La sequenza dello stupro rimane uno dei momenti più dibattuti e problematici della storia del cinema. Peckinpah la filma con una complessità psicologica disturbante, confondendo i piani, suggerendo una terribile ambiguità nella reazione iniziale di Amy verso Charlie, prima che l'orrore prenda il sopravvento con l'arrivo del secondo uomo. Non è una scelta gratuita o pruriginosa, ma un affondo crudele nella torbida psicologia dei personaggi e nella dinamica di potere sessuale che ha serpeggiato sotto la superficie fin dalla prima inquadratura. È la negazione definitiva della logica di David: mentre lui è a caccia con gli uomini che lo umiliano, il suo "territorio" più intimo viene invaso. La scoperta di questa violazione, unita alla necessità di difendere un altro "debole", il ritardato mentale Henry Niles, diventa il catalizzatore che finalmente spezza le catene della sua razionalità.

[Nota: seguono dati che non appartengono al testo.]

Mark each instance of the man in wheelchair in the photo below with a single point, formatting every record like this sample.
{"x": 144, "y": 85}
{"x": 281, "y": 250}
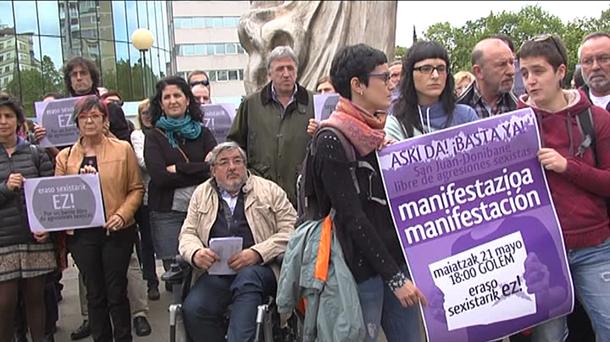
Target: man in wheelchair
{"x": 233, "y": 203}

L'assedio finale è una delle più grandi sinfonie di violenza mai concepite per lo schermo. È qui che il film trascende il thriller psicologico per diventare una catabasi in piena regola, un'immersione nel cuore di tenebra conradiano che non si trova in Congo, ma nel soggiorno di una casa di campagna. David, il matematico, applica finalmente il suo ingegno non a problemi astratti, ma alla fisica concreta della sopravvivenza. Le sue armi non sono pistole, ma oggetti quotidiani trasformati in strumenti di morte: una trappola per orsi dal sapore quasi medievale, l'olio bollente, un attizzatoio. Ogni uccisione è goffa, sporca, disperata. Non c'è l'elegante coreografia di un film d'azione; c'è il panico, il peso dei corpi, il suono sordo di un colpo. Peckinpah, il "poeta della violenza", non estetizza la morte, ma ne mostra la meccanica brutale, il suo essere un lavoro faticoso e orribile.

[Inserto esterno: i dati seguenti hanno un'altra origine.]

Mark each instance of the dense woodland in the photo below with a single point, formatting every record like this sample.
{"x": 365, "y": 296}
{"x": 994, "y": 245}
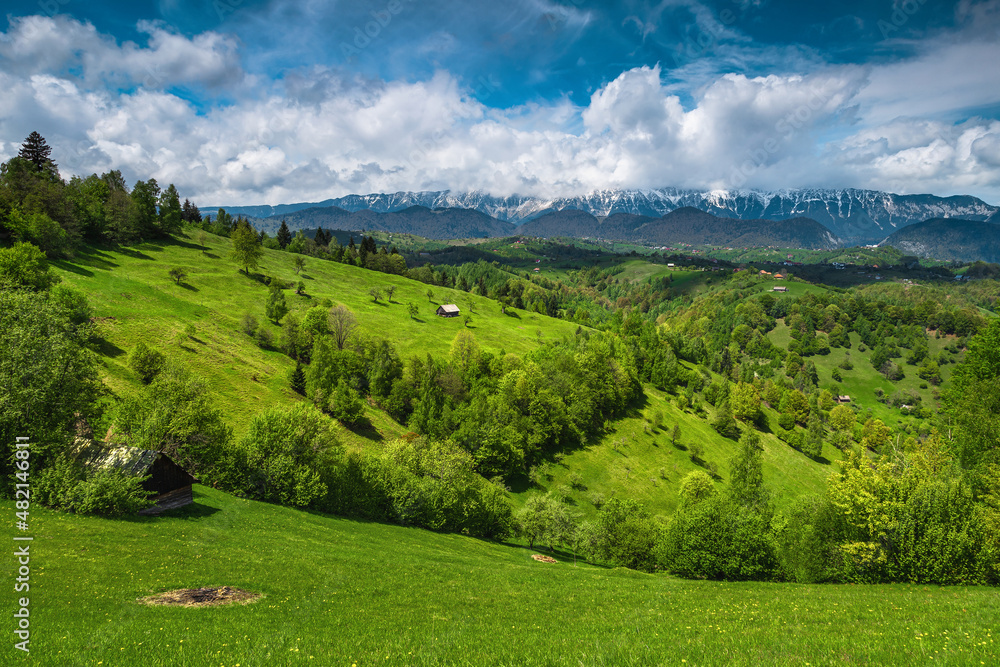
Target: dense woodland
{"x": 921, "y": 504}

Rilasciato nello stesso anno di Arancia Meccanica di Kubrick, Cane di paglia forma con esso un dittico agghiacciante sullo studio della violenza umana. Ma se Kubrick adotta una lente satirica e distopica, sezionando la violenza come un costrutto sociale da manipolare o curare, Peckinpah la tratta come una forza della natura, inestirpabile e fondamentale. La domanda che pone non è "come possiamo eliminare la violenza?", ma "cosa succede quando un uomo è costretto a riconoscerla come parte di sé?".

Il finale è di una perfezione gelida. David si allontana in auto nella notte, dopo aver trasformato la sua casa in un mattatoio. Henry Niles, seduto accanto a lui, gli dice: "Non so la strada di casa". E David, con un sorriso quasi impercettibile, enigmatico come quello di un arcaico kouros, risponde: "Non la so neanch'io". È una delle battute conclusive più potenti e desolanti del cinema. David ha difeso la sua casa, ha affermato la sua mascolinità secondo i codici primitivi che inizialmente disprezzava, ha vinto. Ma nel processo, ha perso la strada verso l'uomo che credeva di essere. O forse, più terribilmente, l'ha trovata. Ha scoperto che la sua vera "casa" non è un luogo fisico, ma uno stato dell'essere, un nucleo primordiale e violento che l'intelletto aveva solo temporaneamente sopito. Ha guardato nell'abisso e l'abisso non solo ha ricambiato lo sguardo, ma gli ha offerto le chiavi di casa. Cane di paglia è un film scomodo, offensivo, forse persino reazionario nella sua visione della mascolinità, ma la sua coerenza filosofica è inscalfibile e la sua potenza cinematografica è quella di una tragedia greca riscritta da Thomas Hobbes. È un teorema spaventoso dimostrato con il sangue, che ci lascia con una sola, terrificante certezza: grattate la superficie di qualsiasi uomo e troverete un territorio da difendere. E un animale pronto a farlo.